Fuel Prices in Azerbaijan: Why a Caspian Oil Producer Keeps Pumps Cheap
Azerbaijan is one of the most affordable places in the world to fill up. A liter of gasoline costs about $0.676 (roughly 1.15 AZN at the pump), which works out to around $2.56 per US gallon. Diesel is even cheaper at about $0.647 per liter. Those figures rank Azerbaijan 14th out of 170 countries surveyed for cheapest fuel — well below the world average of $1.484 per liter, meaning Azerbaijani drivers pay less than half the global norm.

Why Azerbaijani Fuel Is So Cheap
The short answer is oil. Azerbaijan is a net crude exporter, with the state energy company SOCAR sitting at the center of the economy and the Baku–Tbilisi–Ceyhan pipeline carrying Caspian crude to world markets. When a country produces more oil than it consumes, domestic fuel becomes a strategic comfort that the government is keen to keep affordable for households and businesses alike.
Pump prices in Azerbaijan are not set purely by free-market forces. The state, through the Tariff Council, exercises strong influence over retail fuel rates, and SOCAR dominates the domestic refining and distribution chain. This regulated, producer-driven model keeps prices stable and low — closer to other resource-rich Caspian and Gulf economies than to import-dependent neighbors. It is a similar dynamic to what keeps fuel cheap in Kazakhstan, another Caspian hydrocarbon exporter, and to the heavily subsidized markets of the Gulf such as Bahrain.
Taxes, Subsidies, and the Manat
Fuel taxes in Azerbaijan are modest by international standards. In high-price countries — much of Europe, for example — excise duties and VAT can make up well over half the price at the pump. In Azerbaijan, the tax wedge is far smaller, and the difference between the low local price and global crude benchmarks effectively functions as an implicit subsidy to consumers. That is the core reason a barrel-rich country can keep a gallon under $2.60 while the world average sits much higher.
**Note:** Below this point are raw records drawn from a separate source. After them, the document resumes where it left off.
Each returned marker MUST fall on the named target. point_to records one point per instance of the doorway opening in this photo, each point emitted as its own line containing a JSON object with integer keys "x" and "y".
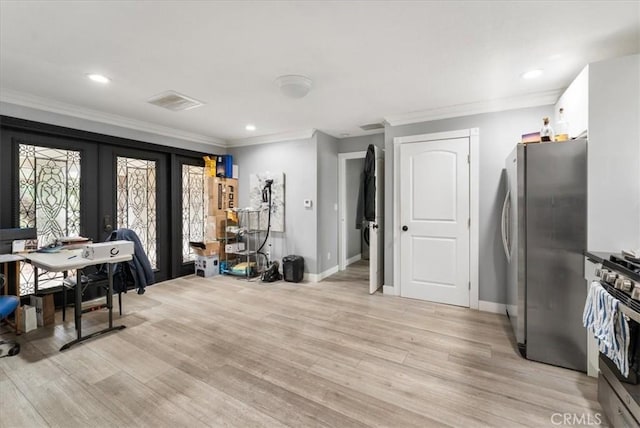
{"x": 370, "y": 207}
{"x": 353, "y": 242}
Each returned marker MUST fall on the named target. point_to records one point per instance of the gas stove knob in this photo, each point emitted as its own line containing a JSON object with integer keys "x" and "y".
{"x": 623, "y": 284}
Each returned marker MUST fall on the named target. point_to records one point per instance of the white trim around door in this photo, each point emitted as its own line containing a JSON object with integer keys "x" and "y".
{"x": 342, "y": 198}
{"x": 474, "y": 189}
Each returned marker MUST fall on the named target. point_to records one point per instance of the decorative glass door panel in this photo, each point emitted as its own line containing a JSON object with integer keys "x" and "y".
{"x": 49, "y": 200}
{"x": 136, "y": 201}
{"x": 194, "y": 208}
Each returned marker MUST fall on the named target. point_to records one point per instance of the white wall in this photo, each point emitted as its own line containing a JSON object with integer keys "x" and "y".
{"x": 327, "y": 203}
{"x": 499, "y": 133}
{"x": 575, "y": 101}
{"x": 360, "y": 144}
{"x": 28, "y": 113}
{"x": 353, "y": 173}
{"x": 298, "y": 160}
{"x": 614, "y": 155}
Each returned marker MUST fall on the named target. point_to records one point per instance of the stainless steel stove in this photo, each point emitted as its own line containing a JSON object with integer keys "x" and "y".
{"x": 619, "y": 395}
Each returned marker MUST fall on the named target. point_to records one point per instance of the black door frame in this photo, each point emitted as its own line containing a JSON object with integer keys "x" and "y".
{"x": 90, "y": 144}
{"x": 177, "y": 161}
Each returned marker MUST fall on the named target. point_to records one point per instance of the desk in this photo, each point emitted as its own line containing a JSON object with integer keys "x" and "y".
{"x": 66, "y": 260}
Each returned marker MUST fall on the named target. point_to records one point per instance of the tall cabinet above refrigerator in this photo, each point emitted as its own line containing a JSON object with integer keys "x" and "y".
{"x": 544, "y": 234}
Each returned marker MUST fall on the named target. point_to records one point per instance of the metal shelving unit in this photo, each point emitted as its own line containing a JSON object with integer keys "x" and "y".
{"x": 247, "y": 262}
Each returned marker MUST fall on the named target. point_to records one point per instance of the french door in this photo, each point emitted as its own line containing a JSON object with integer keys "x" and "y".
{"x": 67, "y": 187}
{"x": 67, "y": 182}
{"x": 51, "y": 194}
{"x": 133, "y": 193}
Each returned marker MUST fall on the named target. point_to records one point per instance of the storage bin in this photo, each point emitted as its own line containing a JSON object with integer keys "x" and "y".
{"x": 293, "y": 268}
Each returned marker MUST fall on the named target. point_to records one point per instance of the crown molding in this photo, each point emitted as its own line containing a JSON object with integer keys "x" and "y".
{"x": 40, "y": 103}
{"x": 272, "y": 138}
{"x": 489, "y": 106}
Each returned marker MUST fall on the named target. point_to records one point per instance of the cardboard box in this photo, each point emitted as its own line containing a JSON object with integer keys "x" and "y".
{"x": 205, "y": 248}
{"x": 45, "y": 309}
{"x": 109, "y": 249}
{"x": 26, "y": 318}
{"x": 207, "y": 266}
{"x": 222, "y": 194}
{"x": 222, "y": 223}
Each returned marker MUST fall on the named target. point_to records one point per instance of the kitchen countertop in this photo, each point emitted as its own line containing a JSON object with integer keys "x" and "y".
{"x": 598, "y": 256}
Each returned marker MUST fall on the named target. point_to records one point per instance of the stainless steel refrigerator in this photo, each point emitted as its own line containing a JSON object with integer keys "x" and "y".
{"x": 544, "y": 234}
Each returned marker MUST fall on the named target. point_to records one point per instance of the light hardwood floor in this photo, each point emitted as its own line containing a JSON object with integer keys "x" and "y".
{"x": 227, "y": 352}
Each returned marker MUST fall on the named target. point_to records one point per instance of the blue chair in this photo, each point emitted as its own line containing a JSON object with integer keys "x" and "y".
{"x": 8, "y": 305}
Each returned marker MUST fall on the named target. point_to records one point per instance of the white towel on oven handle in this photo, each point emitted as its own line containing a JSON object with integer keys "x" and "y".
{"x": 608, "y": 324}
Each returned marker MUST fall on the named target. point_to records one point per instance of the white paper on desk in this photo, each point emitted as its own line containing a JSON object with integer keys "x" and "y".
{"x": 18, "y": 246}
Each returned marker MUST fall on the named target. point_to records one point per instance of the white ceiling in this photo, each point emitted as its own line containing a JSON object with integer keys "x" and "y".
{"x": 368, "y": 60}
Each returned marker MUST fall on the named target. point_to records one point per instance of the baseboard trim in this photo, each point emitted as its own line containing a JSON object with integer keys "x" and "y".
{"x": 354, "y": 259}
{"x": 496, "y": 308}
{"x": 317, "y": 277}
{"x": 389, "y": 290}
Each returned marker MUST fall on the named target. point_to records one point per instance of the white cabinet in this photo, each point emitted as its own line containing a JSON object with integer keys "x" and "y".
{"x": 604, "y": 100}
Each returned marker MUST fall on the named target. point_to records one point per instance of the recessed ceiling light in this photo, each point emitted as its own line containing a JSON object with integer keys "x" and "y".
{"x": 532, "y": 74}
{"x": 99, "y": 78}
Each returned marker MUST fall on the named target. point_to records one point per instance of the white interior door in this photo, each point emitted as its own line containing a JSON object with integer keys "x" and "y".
{"x": 434, "y": 214}
{"x": 376, "y": 232}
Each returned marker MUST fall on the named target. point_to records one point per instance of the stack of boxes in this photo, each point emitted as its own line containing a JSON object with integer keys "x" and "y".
{"x": 222, "y": 194}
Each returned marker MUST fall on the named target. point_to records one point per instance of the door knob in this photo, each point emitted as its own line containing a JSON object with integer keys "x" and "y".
{"x": 106, "y": 224}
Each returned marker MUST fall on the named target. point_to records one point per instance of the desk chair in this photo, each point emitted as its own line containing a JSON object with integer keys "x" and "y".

The currency picture matters too. The Azerbaijani manat (AZN) has been broadly stable against the US dollar, supported by oil revenues and central bank management. A steady manat means local prices translate predictably into dollar terms, so the $0.676 per liter figure does not swing wildly month to month the way it does in countries with volatile currencies. By contrast, fuel costs in inflation-hit, currency-stressed economies like Sudan can change dramatically with exchange-rate moves, even when the underlying crude price is flat.
How Azerbaijan Compares
Among oil-producing nations, Azerbaijan lands in a familiar cluster. It is pricier than ultra-subsidized exporters like Iraq but far cheaper than oil importers and high-tax states. Its 14th-place ranking puts it firmly in the bargain tier without quite reaching the rock-bottom prices of the most aggressively subsidized markets. For a full picture of where Azerbaijan sits globally, see our overview of world fuel prices.
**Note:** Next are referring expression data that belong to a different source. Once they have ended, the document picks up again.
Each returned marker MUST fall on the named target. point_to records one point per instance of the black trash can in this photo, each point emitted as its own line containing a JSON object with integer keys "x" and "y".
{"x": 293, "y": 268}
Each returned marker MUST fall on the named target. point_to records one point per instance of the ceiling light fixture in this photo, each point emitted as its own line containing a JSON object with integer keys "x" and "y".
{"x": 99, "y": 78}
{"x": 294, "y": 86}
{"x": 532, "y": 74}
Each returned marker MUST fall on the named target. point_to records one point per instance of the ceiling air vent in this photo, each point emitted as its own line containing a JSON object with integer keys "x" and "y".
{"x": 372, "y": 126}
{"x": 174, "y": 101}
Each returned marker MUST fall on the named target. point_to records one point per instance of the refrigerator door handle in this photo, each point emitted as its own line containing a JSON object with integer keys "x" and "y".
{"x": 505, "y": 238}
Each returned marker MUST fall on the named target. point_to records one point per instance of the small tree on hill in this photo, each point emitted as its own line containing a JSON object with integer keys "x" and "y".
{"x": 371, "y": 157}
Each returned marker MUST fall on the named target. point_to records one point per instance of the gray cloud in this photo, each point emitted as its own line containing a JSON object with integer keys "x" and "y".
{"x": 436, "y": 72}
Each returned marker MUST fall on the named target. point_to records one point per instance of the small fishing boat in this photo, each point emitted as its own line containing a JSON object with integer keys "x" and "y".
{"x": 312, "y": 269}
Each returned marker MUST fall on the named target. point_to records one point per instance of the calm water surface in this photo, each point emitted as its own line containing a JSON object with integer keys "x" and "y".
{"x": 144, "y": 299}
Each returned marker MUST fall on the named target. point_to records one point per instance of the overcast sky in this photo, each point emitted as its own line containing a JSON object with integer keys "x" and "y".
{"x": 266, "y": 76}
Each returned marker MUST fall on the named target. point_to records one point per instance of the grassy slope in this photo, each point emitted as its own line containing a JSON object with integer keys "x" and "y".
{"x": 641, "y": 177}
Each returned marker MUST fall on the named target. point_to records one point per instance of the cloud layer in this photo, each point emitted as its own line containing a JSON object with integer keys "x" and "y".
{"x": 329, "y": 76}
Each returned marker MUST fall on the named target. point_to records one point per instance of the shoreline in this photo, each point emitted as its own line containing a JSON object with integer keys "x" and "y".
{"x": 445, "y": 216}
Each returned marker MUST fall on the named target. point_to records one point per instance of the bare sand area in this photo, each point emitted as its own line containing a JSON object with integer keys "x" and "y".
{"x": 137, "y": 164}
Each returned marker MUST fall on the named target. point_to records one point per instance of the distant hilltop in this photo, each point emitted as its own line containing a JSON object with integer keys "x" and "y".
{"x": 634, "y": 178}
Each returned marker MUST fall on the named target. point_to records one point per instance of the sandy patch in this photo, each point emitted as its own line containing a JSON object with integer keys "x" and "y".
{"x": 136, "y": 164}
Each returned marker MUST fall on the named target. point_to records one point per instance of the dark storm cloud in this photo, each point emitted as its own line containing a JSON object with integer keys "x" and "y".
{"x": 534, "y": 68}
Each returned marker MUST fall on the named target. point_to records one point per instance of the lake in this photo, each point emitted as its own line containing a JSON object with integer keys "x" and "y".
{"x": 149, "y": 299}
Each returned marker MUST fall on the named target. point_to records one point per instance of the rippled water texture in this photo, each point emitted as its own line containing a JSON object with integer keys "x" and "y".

The takeaway: Azerbaijan's cheap fuel is a direct product of being an oil exporter with state-influenced pricing, light fuel taxation, and a stable currency. Barring a major policy shift or a collapse in oil revenues, drivers there can expect prices to stay comfortably below the global average.

FAQ
How much does gas cost in Azerbaijan?
Gasoline costs about $0.676 per liter, or roughly 1.15 AZN at the pump. In US terms that is approximately $2.56 per gallon. Diesel is slightly cheaper at around $0.647 per liter.
Why is fuel so cheap in Azerbaijan?
Azerbaijan is a net oil exporter with the state company SOCAR controlling much of refining and distribution. Pump prices are state-influenced, fuel taxes are low, and the stable manat keeps prices predictable — together producing fuel at less than half the world average of $1.484 per liter.
Is fuel cheaper in Azerbaijan than in Europe?
Yes, considerably. Most European countries levy heavy excise duties and VAT that push pump prices well above $1.50 per liter, while Azerbaijan's lightly taxed, producer-driven market keeps gasoline near $0.676 per liter.